Esa mañana, esa que me cambió la vida y me expulsó del Perú, Pilirín y yo caminábamos rumbo a casa de mi madre. Oí un gruñido. Al toque, miré a todos lados. Un perro prieto corría en nuestra dirección, gruñía y nos enseñaba los dientes. Iba directo a la cara de mi hija. Los malnacidos iban a las carcajadas. No lo pensé. Fue de pronto. Agarré al animal por el cuello y lo rodeé con las manos. Con estas manos. Las extiende en el aire para dejar claro cuáles. El hombre traga saliva. Eleva más las manos para enseñármelas, deja de ponerlas sobre el volante. Siento un escalofrío. Quiero que tome el manubrio con esas manazas y que agarre el mando. J. Weimer mete mucho aire a los pulmones. Sigue hablando a borbotones. Lo apreté y lo apreté y lo aprete. Engarruña los dedos.
El perro se agitaba y chicoteaba con fuerza. Me enseñaba los dientes. Supe que, si soltaba al animal, sería mi muerte. Lo sostuve con energía. El perro luchaba con furia. No le entraba aire. Se le inyectaron los ojos, se pusieron rojos de sangre. Chicoteaba duro. Luego menos. Luego, desfalleció. Las pupilas se le dilataron. Se quedó quieto. ¡Suéltalo! ¡Suéltalo!, me gritaban los malditos. Ya se les había parado la risa. Seguí apretando hasta que algo tronó. Les aventé el despojo a los pies. Pilirín se arrodilló junto al cuerpo y yo corrí a casa de mi madre. Esa tarde lo decidí. Hui del Perú.
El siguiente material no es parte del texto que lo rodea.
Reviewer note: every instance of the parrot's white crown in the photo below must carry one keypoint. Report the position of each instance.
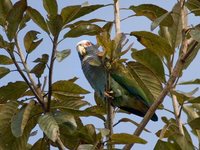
(82, 42)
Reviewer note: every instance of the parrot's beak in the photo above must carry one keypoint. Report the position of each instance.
(81, 49)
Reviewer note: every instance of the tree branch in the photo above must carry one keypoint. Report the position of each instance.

¿Por matar a un perro?, no pude detener las palabras. ¿Huyó por matar a un perro? J. Weimer extiende las manos sobre el volante en toda su extensión. Las cierra y se golpea con los puños la frente. ¿Usted no entiende de metáforas, verdad? No respondo. Me hundo en el asiento y en el silencio. En todo el trayecto, ninguno de los dos vuelve a pronunciar palabra. Al llegar al estudio de Hile Visible me pregunta si quiero que me espere. Me señala lo sola que está la zona y lo difícil que será conseguir un medio para volver a París.
Le agradezco. Le digo que no gracias. No se olvide de dejar su opinión en la plataforma y si puede, me ayudaría mucho su propina. ¡Qué tenga suerte! Gracias. Toco el timbre del estudio de Hile Visible. Antes de entrar, miro por encima del hombro. J. Weimer sigue parado frente a la puerta. Siento un nudo en el estómago. Creo que me regresaré en el tren de cercanías.